Quantcast

Wyeth seeks to have product liability case transferred from state to federal court

PENNSYLVANIA RECORD

Monday, November 25, 2024

Wyeth seeks to have product liability case transferred from state to federal court

Limbacher

Attorneys for Wyeth Pharmaceuticals are seeking to have a product liability case involving claims of birth defects tied to the plaintiff’s use of the defendant’s drug Effexor during pregnancy transferred from state to federal court.

Philadelphia attorneys Robert A. Limbacher and Shevon D. Rockett, of the firm Goodell, Devries, Leech & Dann, filed the removal notice April 18 with the federal court in Philadelphia seeking to have a case initiated by Sadie and Anthony Decker transferred from Philadelphia’s Common Pleas Court to the U.S. District Court for the Eastern District of Pennsylvania.

Limbacher and Rockett represent the defendants in the case, listed as Wyeth Pharmaceuticals, Pfizer, Wolters Kluwer Heath and Wolters Kluwer United States.

The Deckers, who are suing on behalf on their minor son, Quintin, claim in their product liability lawsuit that the defendants failed to warn them of the dangers, which the defendant’s purportedly knew about, involving the use of Effexor during pregnancy.

The lawsuit, which was jointly filed April 17 at Philadelphia’s Common Pleas Court by Philadelphia attorney Rosemary Pinto and Houston lawyer J. Scott Nabers, claims that young Quintin was born with certain birth defects, including craniosynostosis, as a result of his mother taking Effexor, a drug used to treat anxiety and depression, while she was pregnant with the boy.

The suit contains counts of strict product liability for failure to warn and design defect; negligence; negligent design; fraud, misrepresentation and suppression; constructive fraud; breach of express and implied warranties; and gross negligence/malice.

The complaint also contains a loss of consortium count on Sadie’s husband’s behalf and seeks punitive and compensatory damages.

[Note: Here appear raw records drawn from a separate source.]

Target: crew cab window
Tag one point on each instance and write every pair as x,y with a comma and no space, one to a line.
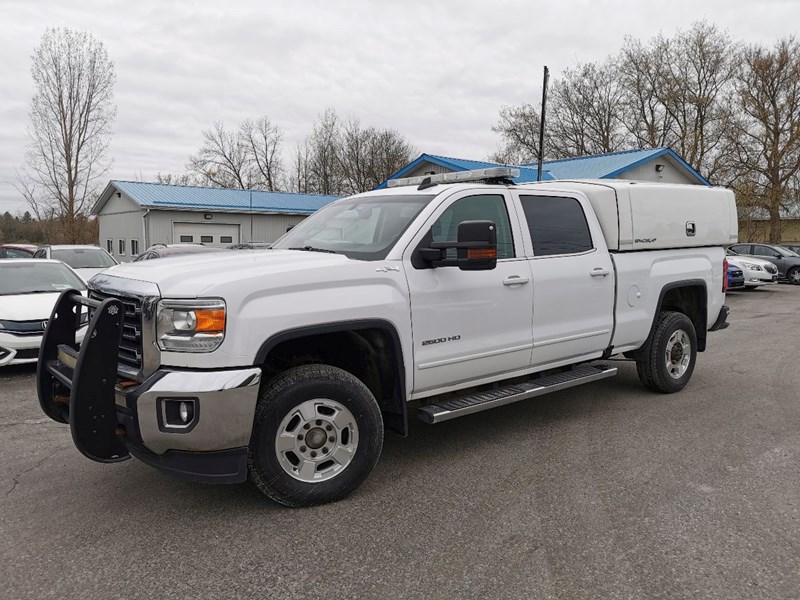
476,208
557,225
764,251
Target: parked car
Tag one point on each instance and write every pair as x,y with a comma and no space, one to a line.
788,262
757,272
735,277
28,291
17,251
286,367
165,250
87,261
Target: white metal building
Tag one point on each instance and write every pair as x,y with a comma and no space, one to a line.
135,215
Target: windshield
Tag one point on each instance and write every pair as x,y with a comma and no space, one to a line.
84,258
364,228
786,251
36,278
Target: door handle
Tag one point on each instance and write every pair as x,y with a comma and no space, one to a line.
515,280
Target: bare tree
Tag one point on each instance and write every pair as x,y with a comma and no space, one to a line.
767,133
223,160
71,115
586,114
323,157
696,89
171,179
263,140
300,180
641,68
369,156
519,129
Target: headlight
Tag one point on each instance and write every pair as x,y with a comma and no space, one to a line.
191,325
752,266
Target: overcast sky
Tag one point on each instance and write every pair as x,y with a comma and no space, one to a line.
438,72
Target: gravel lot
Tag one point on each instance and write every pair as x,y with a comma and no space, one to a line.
604,491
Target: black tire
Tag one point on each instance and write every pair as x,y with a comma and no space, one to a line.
653,370
279,398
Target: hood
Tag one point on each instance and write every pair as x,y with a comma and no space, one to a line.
190,275
27,307
736,260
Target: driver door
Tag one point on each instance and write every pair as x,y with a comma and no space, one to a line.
469,325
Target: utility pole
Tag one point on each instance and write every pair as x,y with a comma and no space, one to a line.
541,124
251,216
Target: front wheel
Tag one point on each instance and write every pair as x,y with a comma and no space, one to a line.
670,360
317,435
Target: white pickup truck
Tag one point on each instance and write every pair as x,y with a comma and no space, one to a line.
435,298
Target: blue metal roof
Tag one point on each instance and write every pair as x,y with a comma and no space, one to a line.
597,166
157,195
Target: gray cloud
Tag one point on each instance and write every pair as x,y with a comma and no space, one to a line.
437,72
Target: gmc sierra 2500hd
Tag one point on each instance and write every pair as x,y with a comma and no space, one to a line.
435,298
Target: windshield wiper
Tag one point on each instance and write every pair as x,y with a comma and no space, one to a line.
312,249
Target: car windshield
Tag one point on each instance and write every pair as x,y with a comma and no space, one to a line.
786,251
84,258
364,228
36,278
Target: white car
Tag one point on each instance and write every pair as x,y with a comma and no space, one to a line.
756,271
87,261
29,289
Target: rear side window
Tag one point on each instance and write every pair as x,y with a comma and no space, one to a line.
557,225
476,208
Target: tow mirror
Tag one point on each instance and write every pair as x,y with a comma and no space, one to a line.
475,249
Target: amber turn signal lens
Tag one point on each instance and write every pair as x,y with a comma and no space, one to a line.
478,253
210,320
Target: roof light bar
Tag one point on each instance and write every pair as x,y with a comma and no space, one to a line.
458,176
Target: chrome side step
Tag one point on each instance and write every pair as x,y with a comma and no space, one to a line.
472,403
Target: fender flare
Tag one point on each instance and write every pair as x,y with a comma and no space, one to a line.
395,415
700,325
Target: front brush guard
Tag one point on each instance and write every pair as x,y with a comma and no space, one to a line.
76,384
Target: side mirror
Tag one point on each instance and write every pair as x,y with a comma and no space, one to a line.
475,249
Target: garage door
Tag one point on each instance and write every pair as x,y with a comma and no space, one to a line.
210,234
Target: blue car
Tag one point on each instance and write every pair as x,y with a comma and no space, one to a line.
735,278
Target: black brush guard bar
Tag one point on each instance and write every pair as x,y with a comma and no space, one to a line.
76,385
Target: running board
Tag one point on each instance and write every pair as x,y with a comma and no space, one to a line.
466,405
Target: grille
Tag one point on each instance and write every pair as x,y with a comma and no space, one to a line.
130,348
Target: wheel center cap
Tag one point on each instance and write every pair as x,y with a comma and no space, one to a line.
315,438
676,353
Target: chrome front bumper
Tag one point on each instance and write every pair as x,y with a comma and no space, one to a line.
225,406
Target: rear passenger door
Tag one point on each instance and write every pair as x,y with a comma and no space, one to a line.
573,278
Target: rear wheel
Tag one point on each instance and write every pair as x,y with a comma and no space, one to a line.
670,360
317,435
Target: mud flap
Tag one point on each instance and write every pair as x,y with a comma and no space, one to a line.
89,373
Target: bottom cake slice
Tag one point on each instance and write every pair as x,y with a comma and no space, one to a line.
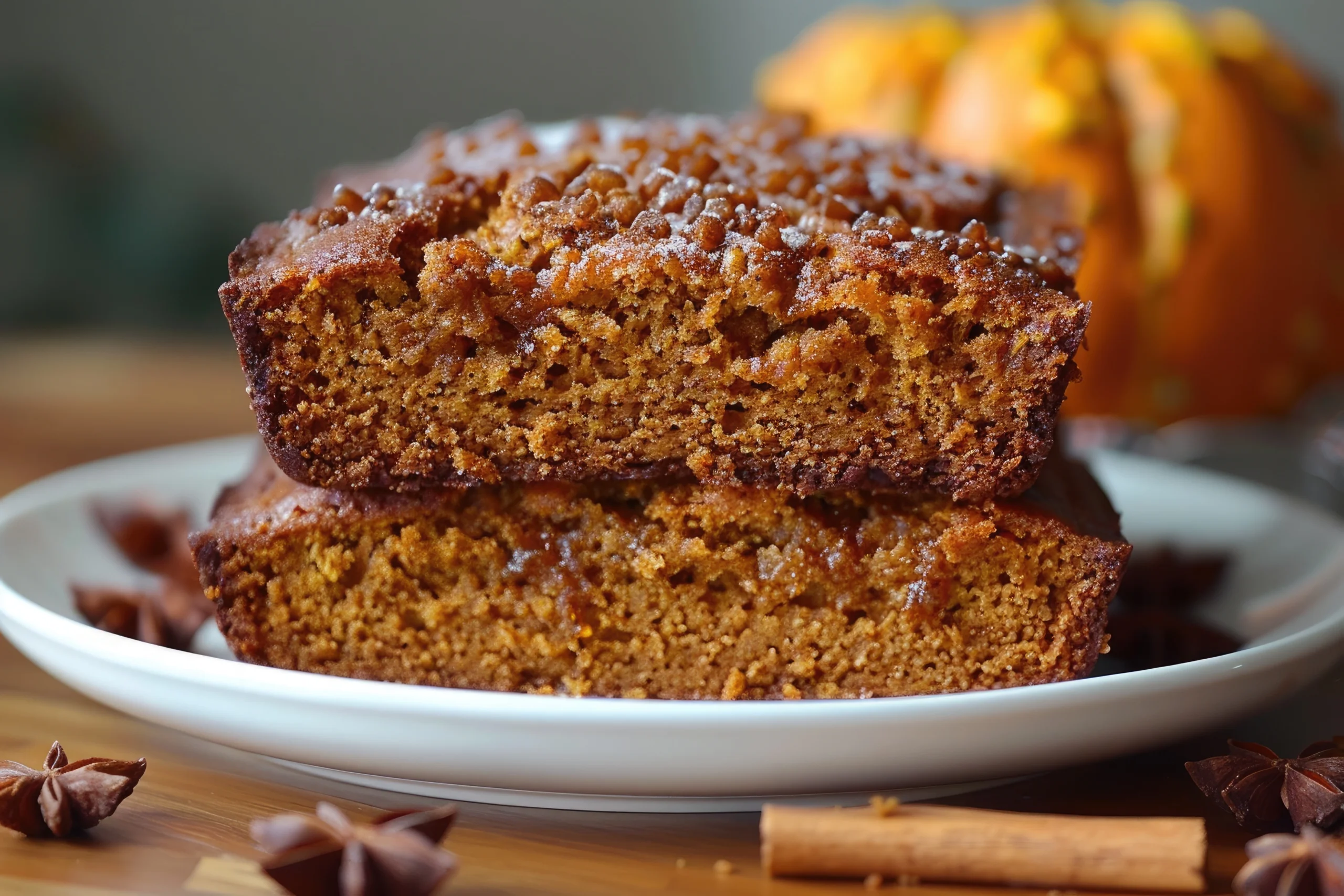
655,590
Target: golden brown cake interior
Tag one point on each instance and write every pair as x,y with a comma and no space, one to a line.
646,590
726,301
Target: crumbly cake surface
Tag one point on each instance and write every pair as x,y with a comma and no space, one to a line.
730,301
652,590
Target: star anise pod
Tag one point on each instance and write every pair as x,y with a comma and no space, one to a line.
1311,864
156,542
64,797
328,855
1260,787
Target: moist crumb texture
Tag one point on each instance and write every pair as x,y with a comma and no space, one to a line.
654,590
725,301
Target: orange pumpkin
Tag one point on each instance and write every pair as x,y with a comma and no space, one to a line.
1203,164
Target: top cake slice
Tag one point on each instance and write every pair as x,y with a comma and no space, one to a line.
733,301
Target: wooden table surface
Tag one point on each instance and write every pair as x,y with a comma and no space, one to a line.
185,830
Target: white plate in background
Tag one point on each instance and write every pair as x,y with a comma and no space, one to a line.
1285,592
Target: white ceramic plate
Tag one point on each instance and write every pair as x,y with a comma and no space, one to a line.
1285,593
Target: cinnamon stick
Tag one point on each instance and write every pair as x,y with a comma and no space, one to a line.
983,847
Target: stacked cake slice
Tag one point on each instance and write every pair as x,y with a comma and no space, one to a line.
678,407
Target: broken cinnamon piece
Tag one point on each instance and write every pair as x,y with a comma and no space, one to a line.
982,847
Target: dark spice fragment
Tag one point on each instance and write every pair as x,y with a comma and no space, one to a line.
1261,787
1151,620
1290,866
327,855
156,542
64,797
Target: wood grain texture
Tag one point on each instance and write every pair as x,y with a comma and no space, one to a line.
65,402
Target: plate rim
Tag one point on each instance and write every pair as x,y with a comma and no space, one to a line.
511,707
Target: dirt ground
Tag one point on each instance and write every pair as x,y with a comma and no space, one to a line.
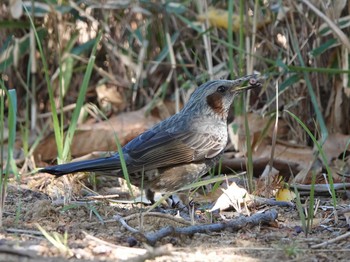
93,234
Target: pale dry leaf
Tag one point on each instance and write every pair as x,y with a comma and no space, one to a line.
234,196
16,8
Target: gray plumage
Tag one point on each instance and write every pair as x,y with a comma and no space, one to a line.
178,150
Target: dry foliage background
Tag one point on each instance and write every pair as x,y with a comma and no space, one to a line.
151,56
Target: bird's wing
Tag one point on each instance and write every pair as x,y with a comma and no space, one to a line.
161,149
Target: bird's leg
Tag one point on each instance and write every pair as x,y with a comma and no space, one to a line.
150,196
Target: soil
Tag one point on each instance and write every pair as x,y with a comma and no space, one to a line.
93,235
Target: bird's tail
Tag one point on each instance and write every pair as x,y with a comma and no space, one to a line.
111,163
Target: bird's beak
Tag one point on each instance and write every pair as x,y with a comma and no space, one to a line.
237,83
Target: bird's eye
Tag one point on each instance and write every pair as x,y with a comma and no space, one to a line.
221,89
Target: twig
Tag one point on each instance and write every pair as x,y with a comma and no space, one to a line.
344,236
157,214
232,225
124,224
24,231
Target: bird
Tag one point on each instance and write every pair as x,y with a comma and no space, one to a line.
177,151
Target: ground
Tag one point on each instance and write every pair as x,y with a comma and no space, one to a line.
100,237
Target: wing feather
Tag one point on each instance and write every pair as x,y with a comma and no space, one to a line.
162,149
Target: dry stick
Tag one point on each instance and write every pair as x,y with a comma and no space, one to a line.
232,225
344,236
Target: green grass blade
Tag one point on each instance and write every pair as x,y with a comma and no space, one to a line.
323,156
80,101
57,131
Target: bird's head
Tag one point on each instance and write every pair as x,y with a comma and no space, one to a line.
215,97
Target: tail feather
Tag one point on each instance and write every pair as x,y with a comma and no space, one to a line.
100,164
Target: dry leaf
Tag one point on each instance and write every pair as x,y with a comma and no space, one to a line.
285,195
233,196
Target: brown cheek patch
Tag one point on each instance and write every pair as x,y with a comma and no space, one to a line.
215,102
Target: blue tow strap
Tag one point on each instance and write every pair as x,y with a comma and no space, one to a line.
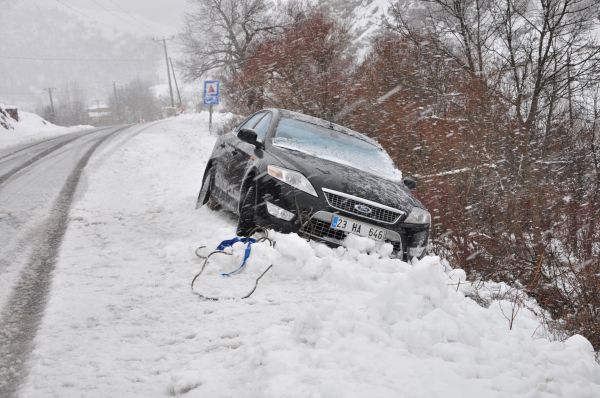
229,243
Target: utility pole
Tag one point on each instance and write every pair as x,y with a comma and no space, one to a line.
117,103
49,89
164,40
175,80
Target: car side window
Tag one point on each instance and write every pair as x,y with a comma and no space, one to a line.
252,121
263,127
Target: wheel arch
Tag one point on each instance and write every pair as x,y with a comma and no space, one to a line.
249,178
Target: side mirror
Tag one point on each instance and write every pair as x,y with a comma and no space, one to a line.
249,136
410,183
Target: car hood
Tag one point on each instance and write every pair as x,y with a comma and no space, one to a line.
324,173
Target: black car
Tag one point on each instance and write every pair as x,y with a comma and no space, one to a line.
296,173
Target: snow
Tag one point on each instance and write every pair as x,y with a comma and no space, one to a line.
352,322
30,128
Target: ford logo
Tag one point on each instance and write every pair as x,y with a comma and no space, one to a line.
363,209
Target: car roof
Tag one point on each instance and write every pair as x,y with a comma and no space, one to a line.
324,123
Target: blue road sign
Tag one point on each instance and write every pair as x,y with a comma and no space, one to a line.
211,92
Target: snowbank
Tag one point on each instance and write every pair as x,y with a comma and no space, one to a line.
350,322
29,128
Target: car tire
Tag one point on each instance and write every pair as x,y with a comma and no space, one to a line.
211,203
246,221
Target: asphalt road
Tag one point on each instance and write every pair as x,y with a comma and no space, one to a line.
38,183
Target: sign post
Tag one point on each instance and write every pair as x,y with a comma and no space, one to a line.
211,97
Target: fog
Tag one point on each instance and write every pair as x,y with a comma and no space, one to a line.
81,48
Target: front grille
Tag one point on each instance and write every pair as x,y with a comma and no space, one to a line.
348,205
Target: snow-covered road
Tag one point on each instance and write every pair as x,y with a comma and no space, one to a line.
121,319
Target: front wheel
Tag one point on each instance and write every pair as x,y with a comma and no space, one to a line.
246,221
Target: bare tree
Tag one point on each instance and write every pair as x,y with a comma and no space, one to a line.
219,34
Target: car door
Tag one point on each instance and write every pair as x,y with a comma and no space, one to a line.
238,154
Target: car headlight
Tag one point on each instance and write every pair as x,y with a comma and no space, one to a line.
293,178
418,216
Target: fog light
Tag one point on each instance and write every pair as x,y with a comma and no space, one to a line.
278,212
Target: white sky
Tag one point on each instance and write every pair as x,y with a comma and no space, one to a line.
145,17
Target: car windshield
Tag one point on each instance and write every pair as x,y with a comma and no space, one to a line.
335,146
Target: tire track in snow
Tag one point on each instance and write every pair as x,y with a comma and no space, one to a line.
41,155
24,310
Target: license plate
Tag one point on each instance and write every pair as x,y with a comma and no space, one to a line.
357,228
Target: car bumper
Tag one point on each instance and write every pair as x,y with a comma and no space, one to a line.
312,218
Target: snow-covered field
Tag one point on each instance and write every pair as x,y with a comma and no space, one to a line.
30,128
122,320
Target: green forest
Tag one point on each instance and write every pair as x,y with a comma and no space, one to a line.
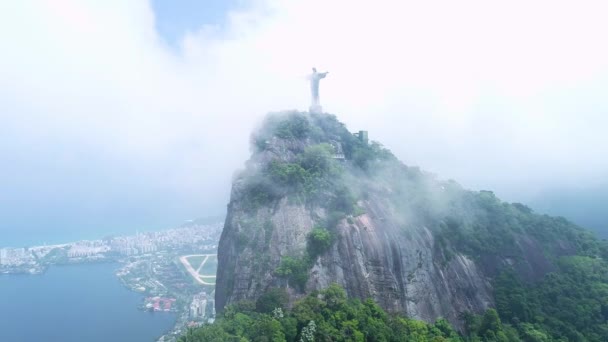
569,305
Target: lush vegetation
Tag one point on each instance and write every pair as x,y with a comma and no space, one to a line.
568,305
548,312
324,316
314,172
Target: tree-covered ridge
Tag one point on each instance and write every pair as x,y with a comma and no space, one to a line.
325,316
569,305
549,277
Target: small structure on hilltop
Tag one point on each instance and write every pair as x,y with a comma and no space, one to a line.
315,78
362,135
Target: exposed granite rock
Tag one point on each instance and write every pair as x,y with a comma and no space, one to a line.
387,251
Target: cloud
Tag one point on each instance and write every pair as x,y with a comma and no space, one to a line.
509,96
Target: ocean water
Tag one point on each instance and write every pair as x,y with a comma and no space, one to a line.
75,303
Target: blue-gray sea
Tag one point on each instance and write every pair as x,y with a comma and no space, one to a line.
75,303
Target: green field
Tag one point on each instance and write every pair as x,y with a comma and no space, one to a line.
210,267
195,261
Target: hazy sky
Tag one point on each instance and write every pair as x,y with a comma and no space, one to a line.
118,114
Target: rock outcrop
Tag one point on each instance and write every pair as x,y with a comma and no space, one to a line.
416,245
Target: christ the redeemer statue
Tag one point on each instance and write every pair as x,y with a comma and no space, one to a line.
315,77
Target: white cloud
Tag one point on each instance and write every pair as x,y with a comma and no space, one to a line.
496,95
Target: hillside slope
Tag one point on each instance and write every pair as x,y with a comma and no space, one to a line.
318,205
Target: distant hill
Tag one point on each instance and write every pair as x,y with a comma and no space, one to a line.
586,207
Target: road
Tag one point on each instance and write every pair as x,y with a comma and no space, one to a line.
194,273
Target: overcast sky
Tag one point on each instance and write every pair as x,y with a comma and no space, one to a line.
118,114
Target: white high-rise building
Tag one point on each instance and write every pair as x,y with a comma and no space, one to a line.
3,256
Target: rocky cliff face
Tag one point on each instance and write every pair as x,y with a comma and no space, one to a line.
317,205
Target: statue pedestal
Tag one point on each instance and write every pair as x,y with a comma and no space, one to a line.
315,109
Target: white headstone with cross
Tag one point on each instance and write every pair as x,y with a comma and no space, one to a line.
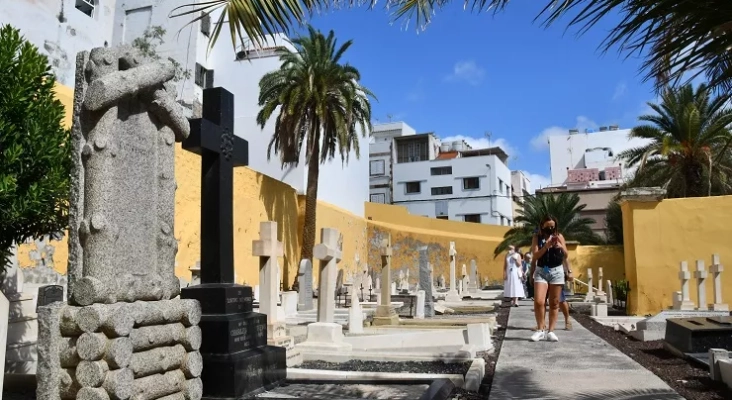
717,269
329,255
684,276
452,295
268,249
701,285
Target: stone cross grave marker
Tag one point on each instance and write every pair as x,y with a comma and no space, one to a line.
243,362
385,313
717,270
123,316
305,290
426,283
701,278
268,249
684,276
473,276
452,295
329,254
49,294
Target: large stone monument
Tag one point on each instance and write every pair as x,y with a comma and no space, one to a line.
385,312
236,358
122,334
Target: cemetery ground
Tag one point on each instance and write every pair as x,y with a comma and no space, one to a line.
689,379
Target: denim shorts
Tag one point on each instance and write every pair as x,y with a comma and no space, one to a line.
552,275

In the removal notice, the defendants’ attorneys argue that the litigation should be commenced in U.S. District Court because the amount in controversy exceeds state court jurisdictional limits and because there is a diversity of citizenship, with the plaintiffs residing in Missouri and the various defendants being spread out through other states.

 

The federal case number is 2:12-cv-02052-EL.